The genetic disease Fanconi anemia (FA) results from mutations in a series of genes involved in a DNA repair pathway that helps process the damage caused by erroneous chemical cross-links between the two strands of the DNA double helix. The double-stranded breaks in DNA that arise from such cross-links can be repaired in an error-free manner or through an error-prone repair pathway. Pace et al. (p. 219, published online 10 June) show that the FA pathway can drive repair through the error-free pathway. The FA FANCC gene shows a genetic interaction with a component of the error-prone repair pathway, Ku70, inhibiting its action and thereby promoting the error-free pathway.

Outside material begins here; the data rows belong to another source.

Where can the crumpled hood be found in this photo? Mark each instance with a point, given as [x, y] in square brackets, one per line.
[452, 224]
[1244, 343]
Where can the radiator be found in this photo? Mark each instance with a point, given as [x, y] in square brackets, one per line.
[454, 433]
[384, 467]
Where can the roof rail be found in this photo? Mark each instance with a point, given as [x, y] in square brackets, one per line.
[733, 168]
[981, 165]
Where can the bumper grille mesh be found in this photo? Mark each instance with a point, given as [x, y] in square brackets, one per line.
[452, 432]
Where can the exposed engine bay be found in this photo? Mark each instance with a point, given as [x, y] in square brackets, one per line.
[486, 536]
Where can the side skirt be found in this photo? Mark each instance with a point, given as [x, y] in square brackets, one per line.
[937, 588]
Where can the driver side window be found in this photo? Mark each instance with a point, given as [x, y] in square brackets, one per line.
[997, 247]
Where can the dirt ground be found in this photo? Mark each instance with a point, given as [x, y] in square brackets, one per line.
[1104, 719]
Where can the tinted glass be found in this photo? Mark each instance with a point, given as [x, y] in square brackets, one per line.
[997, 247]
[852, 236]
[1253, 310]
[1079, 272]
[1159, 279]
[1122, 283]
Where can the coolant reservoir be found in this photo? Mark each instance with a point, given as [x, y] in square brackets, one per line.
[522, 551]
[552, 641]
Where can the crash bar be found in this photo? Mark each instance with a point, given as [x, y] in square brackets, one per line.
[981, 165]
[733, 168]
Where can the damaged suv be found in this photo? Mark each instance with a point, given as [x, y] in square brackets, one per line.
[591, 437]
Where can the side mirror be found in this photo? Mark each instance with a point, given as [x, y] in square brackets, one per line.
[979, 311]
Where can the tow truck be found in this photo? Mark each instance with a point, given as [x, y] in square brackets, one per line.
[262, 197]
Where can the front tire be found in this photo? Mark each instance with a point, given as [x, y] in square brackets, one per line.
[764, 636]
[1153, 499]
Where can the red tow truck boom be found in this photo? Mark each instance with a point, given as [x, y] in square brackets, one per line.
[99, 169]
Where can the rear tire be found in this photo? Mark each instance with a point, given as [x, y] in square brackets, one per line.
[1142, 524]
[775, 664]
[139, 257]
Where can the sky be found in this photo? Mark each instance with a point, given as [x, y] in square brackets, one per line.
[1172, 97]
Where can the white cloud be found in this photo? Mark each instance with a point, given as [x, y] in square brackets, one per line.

A conserved DNA repair response is defective in the human genetic illness Fanconi anemia (FA). Mutation of some FA genes impairs homologous recombination and error-prone DNA repair, rendering FA cells sensitive to DNA cross-linking agents. We found a genetic interaction between the FA gene FANCC and the nonhomologous end joining (NHEJ) factor Ku70. Disruption of both FANCC and Ku70 suppresses sensitivity to cross-linking agents, diminishes chromosome breaks, and reverses defective homologous recombination. Ku70 binds directly to free DNA ends, committing them to NHEJ repair. We show that purified FANCD2, a downstream effector of the FA pathway, might antagonize Ku70 activity by modifying such DNA substrates. These results reveal a function for the FA pathway in processing DNA ends, thereby diverting double-strand break repair away from abortive NHEJ and toward homologous recombination.